Molti detenuti hanno inoltre denunciato di aver ricevuto diversi colpi di manganello, alcuni lamentando (ed esibendo) fratture alle dita delle mani sommariamente fasciate nell'ambulatorio del centro. Durante gli scontri è stato sfondato uno dei vetri in plexiglass, che già ieri era stato prontamente sostituito.
E' quindi evidente che il tentativo di sminuire l'accaduto da parte delle forze dell'ordine contrasta con quanto visto (soprattutto visto) e ascoltato dalla delegazione in visita alla struttura.
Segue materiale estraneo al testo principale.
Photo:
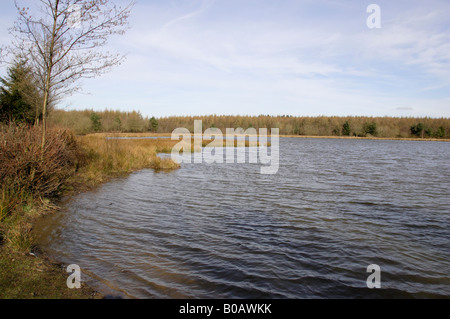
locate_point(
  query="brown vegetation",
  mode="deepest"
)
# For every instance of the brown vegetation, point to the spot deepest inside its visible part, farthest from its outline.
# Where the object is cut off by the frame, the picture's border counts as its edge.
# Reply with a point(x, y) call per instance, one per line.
point(383, 127)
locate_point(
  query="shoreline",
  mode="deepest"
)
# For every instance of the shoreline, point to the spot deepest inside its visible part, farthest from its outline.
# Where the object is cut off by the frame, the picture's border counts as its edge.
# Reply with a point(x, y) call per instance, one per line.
point(45, 269)
point(165, 135)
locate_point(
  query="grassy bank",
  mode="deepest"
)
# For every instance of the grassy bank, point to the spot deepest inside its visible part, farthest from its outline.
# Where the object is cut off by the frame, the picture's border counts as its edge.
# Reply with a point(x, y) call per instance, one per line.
point(88, 121)
point(32, 184)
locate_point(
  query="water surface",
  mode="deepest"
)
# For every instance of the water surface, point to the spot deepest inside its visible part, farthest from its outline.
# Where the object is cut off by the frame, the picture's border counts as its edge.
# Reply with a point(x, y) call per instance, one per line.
point(310, 231)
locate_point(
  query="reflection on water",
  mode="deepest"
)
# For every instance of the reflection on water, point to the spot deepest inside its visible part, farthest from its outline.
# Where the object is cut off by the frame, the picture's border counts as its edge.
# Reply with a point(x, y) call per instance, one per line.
point(310, 231)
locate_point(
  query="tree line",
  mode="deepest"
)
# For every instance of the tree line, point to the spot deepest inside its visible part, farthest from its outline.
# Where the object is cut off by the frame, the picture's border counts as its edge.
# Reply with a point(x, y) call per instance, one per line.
point(89, 121)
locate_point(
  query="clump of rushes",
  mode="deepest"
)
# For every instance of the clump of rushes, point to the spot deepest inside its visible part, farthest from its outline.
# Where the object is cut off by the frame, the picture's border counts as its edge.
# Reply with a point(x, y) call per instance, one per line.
point(105, 158)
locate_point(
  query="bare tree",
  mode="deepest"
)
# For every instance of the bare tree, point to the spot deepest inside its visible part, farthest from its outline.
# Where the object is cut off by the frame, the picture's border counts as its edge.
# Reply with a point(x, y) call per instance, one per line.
point(63, 41)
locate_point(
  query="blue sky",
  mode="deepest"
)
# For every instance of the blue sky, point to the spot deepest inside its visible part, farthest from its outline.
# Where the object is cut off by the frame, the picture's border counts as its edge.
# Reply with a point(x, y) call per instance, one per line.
point(251, 57)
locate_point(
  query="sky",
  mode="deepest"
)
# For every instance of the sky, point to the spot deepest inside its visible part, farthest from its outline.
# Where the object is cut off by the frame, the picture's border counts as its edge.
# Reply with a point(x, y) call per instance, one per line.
point(276, 57)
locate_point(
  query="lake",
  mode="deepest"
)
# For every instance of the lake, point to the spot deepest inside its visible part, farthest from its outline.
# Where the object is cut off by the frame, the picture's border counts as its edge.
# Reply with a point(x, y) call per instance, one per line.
point(335, 207)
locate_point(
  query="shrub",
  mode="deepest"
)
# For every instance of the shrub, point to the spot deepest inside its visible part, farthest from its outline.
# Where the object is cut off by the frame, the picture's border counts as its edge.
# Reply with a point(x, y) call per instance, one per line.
point(26, 168)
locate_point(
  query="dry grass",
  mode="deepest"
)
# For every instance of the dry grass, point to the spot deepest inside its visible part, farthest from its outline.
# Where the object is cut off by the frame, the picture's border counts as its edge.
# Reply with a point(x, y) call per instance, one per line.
point(105, 158)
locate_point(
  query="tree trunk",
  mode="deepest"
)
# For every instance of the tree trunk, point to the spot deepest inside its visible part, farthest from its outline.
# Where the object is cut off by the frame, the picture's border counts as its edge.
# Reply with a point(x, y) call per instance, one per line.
point(48, 79)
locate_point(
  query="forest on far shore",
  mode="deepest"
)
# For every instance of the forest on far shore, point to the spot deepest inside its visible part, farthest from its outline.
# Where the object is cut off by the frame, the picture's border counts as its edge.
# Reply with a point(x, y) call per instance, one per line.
point(90, 121)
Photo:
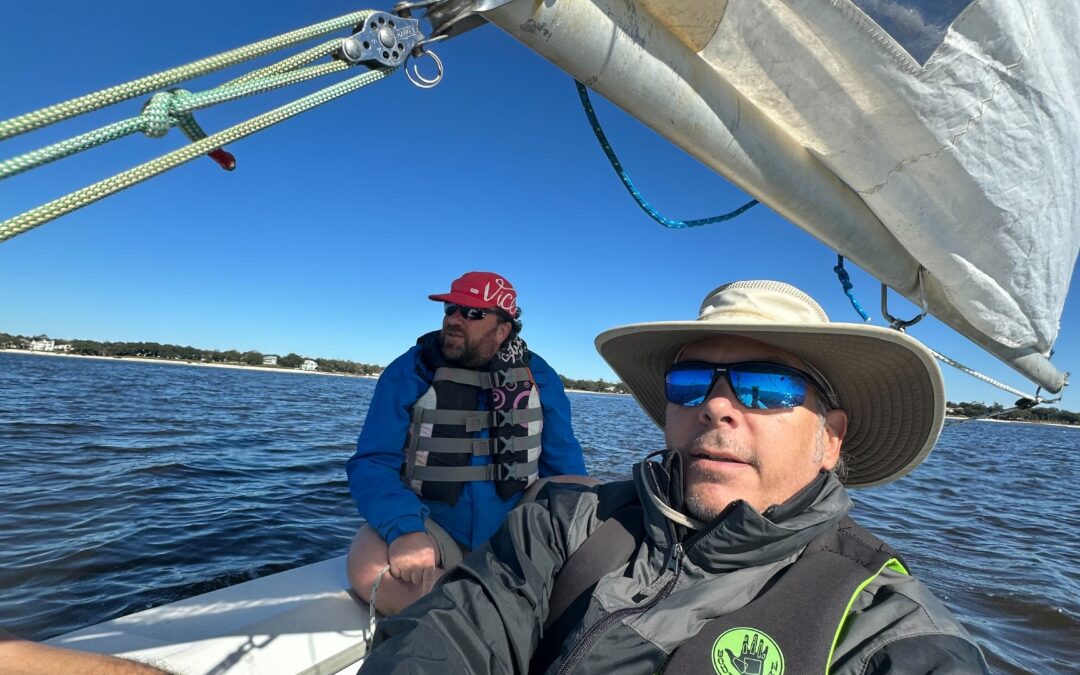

Non si può inoltre tacere sul preoccupante (e già riscontrato durante la visita alla medesima struttura il 26 luglio) stato psico-fisico di chi si trova a scontare una detenzione non compresa e di cui non si conosce la durata: difficile trovare dei corpi che non siano ricoperti da ferite auto-inferte, un signore addirittura ne mostra una enorme ad altezza dello stomaco, “mi sono aperto perchè volevo strapparmi il cuore” dice; un ragazzo dallo sguardo completamente assente viene incitato dai compagni a mostrare il buco che si è provocato ad un lato della faccia, infilzandosi con una penna. Più di qualcuno mostra le foto dei figli avuti in Italia, è difficile trovare chi non parli la nostra lingua perchè quasi tutti si trovano sul nostro territorio da almeno dieci anni, quasi tutti hanno una famiglia qui. Famiglia con cui continua ad essere difficile comunicare, perchè a distanza di due settimane dal nostro ultimo ingresso nulla è cambiato: il divieto di possedere i cellulari, uno dei tanti provvedimenti che fanno di Gradisca un centro sui generis rispetto agli altri, continua a persistere. Continua a persistere la limitazione al movimento all'interno del centro, così che solo gruppi di tre o quattro persone possono uscire dalle “gabbie” per accedere all'area “ristoro” (dove si trovano i distributori automatici), i pasti continuano ad essere serviti in camera e la volontà di rendere questa detenzione conforme agli standard minimi di decenza e rispetto della persona continua ad apparire praticamente nulla.
Le stesse forze di polizia lamentano l'inutilità del prolungamento della detenzione a 18 mesi, ci viene confermato che diversi ospiti tra agosto e ottobre raggiungeranno questo limite, verranno rilasciati probabilmente con un foglio di via e senza essere identificati, dopo aver verificato sulla propria pelle (qualcuno per la seconda o terza volta) l'inefficacia e l'inumanità delle politiche migratorie di questo paese.